The interview can be found here: http://www.networkworld.com/community/blog/QA-with-jayshree-ullal-ceo-arista-networks
In there, they talk of a hypothetical network to support 5,000 servers. The number comes from a hypothetical 3MW datacenter, assuming all servers of the same kind with consumption at 600W. In a perfect world, that's 5,000 servers. They go and say this fits in 125 cabinets, so putting 40 servers per cabinet and therefore considering 24KW of power per cabinet ... Pretty agressive in conventional datacenters, but certainly possible.
So considering standard 42RU cabinets, the math goes that you need two 1RU ToR switches per cabinet, and the desired oversubscription at the first hop is 3:1. No doubt, the hypothetical scenario was chosen to obtain best fit for Arista's boxes, but even so, I think the math fails.
Before I begin, a couple considerations with this approach:
- at least in EMEA region, I have seen few designs request such low oversubscription ratios. 4:1 is very common in scenarios where local switching at the ToR isn't even required, with 8:1 being common where local switching is available. But ok, large SPs deploying dense cloud infrastructure would push for lower oversubscription.
- there are other ways to handle cabling than to put a pair of ToR switches per cabinet. With CX-1 cabling to the server, there are cables which go up to 10meters which allows for several cabinets of distance, so it isn't uncommon to see a 2RU device being used for every other rack which reduces the number of managed devices and also power consumption.
Why the math is misleading
Arista considers using a 7050-64 (64x10GE, 125Watts), which is good enough for 40 ports to each of the servers and 16 10GE uplinks, leaving some spare ports unused. The ToR devices will be aggregated on Arista's 7500. With 16 uplinks per ToR, 2 ToRs per cabinet and 125 cabinets, you need 4,000 10GE aggregation ports in the upper layer. The statement goes you need 12 Arista 7500 series at the aggregation layer and 250 Arista 7050s ToR switches.. A quote is given of 75.6kw worth of power: the main variable here.
(I would again highlight that few organizations deploy a 4,000 10GE aggregation layer to provide connectivity to 5,000 servers today ...)
How are ToR devices connected to the upper layer 12 devices?
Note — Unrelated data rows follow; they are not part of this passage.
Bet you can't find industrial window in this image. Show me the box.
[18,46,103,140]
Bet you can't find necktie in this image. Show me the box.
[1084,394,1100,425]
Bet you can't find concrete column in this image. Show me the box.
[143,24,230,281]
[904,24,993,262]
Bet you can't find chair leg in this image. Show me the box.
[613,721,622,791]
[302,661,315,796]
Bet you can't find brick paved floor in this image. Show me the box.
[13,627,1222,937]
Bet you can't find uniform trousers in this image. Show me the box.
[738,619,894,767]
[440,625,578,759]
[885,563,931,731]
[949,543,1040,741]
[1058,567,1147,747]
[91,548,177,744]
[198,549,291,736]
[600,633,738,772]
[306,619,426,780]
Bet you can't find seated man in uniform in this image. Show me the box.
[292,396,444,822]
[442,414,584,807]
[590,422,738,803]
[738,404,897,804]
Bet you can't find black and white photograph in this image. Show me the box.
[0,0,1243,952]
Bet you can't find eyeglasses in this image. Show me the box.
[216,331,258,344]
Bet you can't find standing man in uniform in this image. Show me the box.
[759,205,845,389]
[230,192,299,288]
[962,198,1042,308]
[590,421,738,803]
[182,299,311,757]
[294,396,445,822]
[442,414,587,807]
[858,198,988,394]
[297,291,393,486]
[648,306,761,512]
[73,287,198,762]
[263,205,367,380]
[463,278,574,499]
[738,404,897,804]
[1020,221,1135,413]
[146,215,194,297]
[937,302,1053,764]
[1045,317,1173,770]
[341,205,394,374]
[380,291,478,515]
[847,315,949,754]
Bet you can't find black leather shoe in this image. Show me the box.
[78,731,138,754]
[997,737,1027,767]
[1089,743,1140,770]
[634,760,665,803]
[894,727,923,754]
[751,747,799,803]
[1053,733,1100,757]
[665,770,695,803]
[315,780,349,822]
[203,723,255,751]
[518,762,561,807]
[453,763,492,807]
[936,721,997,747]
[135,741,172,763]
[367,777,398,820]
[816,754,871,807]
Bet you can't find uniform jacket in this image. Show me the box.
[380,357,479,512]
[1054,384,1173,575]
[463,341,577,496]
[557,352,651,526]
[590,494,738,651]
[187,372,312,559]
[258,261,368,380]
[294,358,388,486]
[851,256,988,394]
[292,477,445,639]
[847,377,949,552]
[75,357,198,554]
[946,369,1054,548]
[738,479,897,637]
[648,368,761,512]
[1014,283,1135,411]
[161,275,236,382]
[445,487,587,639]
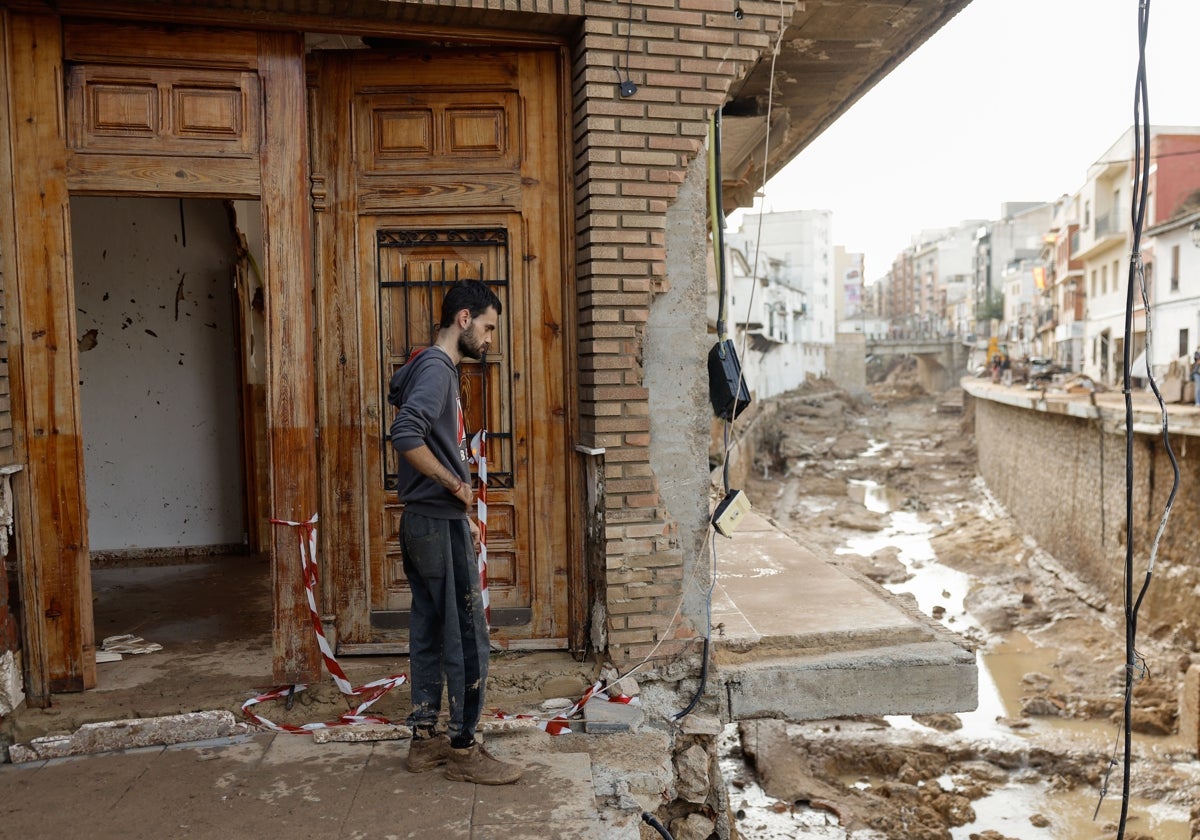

This isn't mentioned. The Arista 7500 claims to support 384 10GE ports. On a two spine design, you can therefore support 48 ToR switches. On a four spine design, 96 ToR switches. On a eight spine design, 192 switches. A 12 spine design doesn't add up to 16 uplinks to keep an even topology ...
Another thing isn't mentioned: how do they keep redundancy an multi-pathing? M-LAG currently works across two spines ... No TRILL or equivalent yet. Where do they do L3?
Finally: 5,000 servers means a minimum of 5,000 Mac addresses and IP addresses. In fact, more, because you will have at least also a management interface. If you run VMs on each server, then each VM is a minimum of one mac and one IP. As per current datasheet the Arista 7500 supports only 16K mac addresses and 8K ARP entries. At the first hop router you must be able to keep one ARP entry per IP in the subnets. If each server has one IP for management one for traffic (again, will be more), that's already 10K ARP entries ...
So, how does this "green" network that Arista depicts work at all?! Can't keep all information in the forwarding table, and can't manage redundancy for so many paths ...
If we do the math reversed, with 10 VMs per server, two vNICs per VM, you need at least 150K ARP entries and mac address entires.
With current Arista numbers, best you can do is around 800 servers.
Why the Arista reported Cisco math is also misleading ...
For the Cisco example, they pick on a design with a Nexus 5548. This obviates that we also have a 1 RU box with 64 10GE ports: the Nexus 3064. Had they chosen that box, we would use the same number of devices at the ToR, and produce similar power consumption at the edge calculation (which is the bulk of the power number).
But we could also say that you can use the Nexus 5596, which gives us greater density. Use 60 server facing ports and 20 uplinks and rack them every other rack. This means we only need 84 devices at the access layer, which further reduces power consumption and management complexity.
For redundancy between the spine and access layer we could propose FabricPath, but this isn't yet available on the Nexus 5500 (although it will be in the months to come). This also scales better in terms of mac address table explosion because it uses conditional mac learning. And the Nexus 7000 also scales way better in the number of L3 entries, capable of storing up to 1M L3 entries.
So if we do the math by building a network that actually works ... Arista's would stop at 800 servers and Cisco's could indeed scale at 5,000 servers.